Guest Commentary

It’s time for a full Federal Reserve board

Jerome Powell, right, takes the oath of office as Federal Reserve board chair from Fed board Vice Chairman for Supervision Randal Quarles.
Jerome Powell, right, takes the oath of office as Federal Reserve board chair from Fed board Vice Chairman for Supervision Randal Quarles. AP

Jerome Powell is now officially the Federal Reserve board chairman, inheriting the job of raising interest rates and shrinking the Fed’s balance sheet from his predecessor, Janet Yellen. Unfortunately, he also inherited empty chairs in the boardroom.

When fully staffed, the Federal Reserve board consists of a chair and six governors. With Yellen’s resignation, Powell is now four governors short of the full complement of six. Yellen also was required to operate the Fed short by three or four board members.

President Donald Trump has begun nominating people to fill board vacancies. This is a positive development, but it is going very slowly.

Not having a fully staffed Federal Reserve board is problematic for four reasons:

▪ The Fed relies on the committee structure in operating and managing our central bank, the best known of these being the Federal Open Market Committee, or FOMC. About 20 percent of the Fed’s annual expenses of $4.2 billion are directed to funding the FOMC. The remaining 80 percent pays for everything else it does, including operating the nation’s payments mechanism, supervising and regulating banks, and acting as the Treasury Department’s banker.

These responsibilities are managed by six board committees that oversee multiple departments: Board Affairs, Consumer and Community Affairs, Economic and Financial Monitoring and Research, Federal Reserve Bank Affairs, Supervision and Regulation, and Payments, Clearing, and Settlement. Board members are assigned to these committees, either as chairman or as a member, by the Fed chair. Thus, anything less than a full complement of six board members results in understaffing of these committees.

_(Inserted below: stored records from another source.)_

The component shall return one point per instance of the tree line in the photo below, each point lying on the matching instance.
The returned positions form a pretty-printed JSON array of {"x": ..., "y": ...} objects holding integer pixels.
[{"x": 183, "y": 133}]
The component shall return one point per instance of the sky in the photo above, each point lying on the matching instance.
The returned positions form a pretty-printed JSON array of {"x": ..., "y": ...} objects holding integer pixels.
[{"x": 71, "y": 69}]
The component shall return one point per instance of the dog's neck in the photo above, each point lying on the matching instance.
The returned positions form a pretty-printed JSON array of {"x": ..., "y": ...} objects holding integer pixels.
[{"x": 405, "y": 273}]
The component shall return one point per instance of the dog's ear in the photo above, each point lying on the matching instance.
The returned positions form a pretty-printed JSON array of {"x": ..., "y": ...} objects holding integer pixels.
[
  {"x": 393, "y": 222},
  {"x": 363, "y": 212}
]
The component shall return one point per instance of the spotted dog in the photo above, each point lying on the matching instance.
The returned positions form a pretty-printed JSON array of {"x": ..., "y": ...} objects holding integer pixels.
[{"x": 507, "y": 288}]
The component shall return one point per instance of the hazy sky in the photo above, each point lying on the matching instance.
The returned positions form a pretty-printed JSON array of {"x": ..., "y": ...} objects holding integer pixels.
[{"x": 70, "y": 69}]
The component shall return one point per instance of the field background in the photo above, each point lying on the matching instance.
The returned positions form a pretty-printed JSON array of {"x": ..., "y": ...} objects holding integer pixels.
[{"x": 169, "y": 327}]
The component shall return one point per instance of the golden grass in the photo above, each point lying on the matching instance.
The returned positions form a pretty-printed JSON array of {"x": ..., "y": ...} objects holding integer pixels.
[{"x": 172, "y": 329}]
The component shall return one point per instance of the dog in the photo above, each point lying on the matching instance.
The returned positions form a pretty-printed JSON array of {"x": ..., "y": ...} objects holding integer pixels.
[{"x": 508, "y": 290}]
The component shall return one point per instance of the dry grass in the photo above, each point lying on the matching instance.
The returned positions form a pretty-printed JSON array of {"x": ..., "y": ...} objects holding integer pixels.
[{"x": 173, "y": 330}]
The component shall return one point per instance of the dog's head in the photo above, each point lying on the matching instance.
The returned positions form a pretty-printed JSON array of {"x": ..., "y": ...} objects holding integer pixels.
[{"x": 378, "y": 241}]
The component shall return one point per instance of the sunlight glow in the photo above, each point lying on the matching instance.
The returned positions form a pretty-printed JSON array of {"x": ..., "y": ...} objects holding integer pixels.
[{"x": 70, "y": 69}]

▪ The president appoints the seven member Fed board with the consent of the Senate, whereas Fed bank presidents are selected by their boards of directors and approved by the Fed board. Eligible voting members on the FOMC are the seven Board members and five Fed bank presidents. This means that at least six of the board member positions must always be filled, including the chair, to retain control of monetary policy within the hands of those appointed by the people’s elected officials.

▪ Despite there being a tendency to seek, nominate, and confirm persons with economic backgrounds to the Fed board, 80 percent of what it does would benefit from having members with other backgrounds, including banking, management, and legal. This also likely would improve the quality of the FOMC’s monetary policy.

▪ Current law establishes the minimum number of board members required to effect certain financial emergency actions, and it has been below these numbers for some time.

For these reasons, it is essential for Trump to assign a high priority to nominating qualified people to fill the six board member positions, and for the GOP-controlled Congress to confirm them in order to facilitate new Fed chair Powell’s successful transition by fully staffing our central bank’s executive offices for the first time in years.

Let’s not make his job more difficult than it already is, especially given the stock market’s recent irrational pessimism triggered by inflation concerns.

Jim Kudlinski of Overland Park is a former Federal Reserve Board official and author of “The Tarnished Fed.”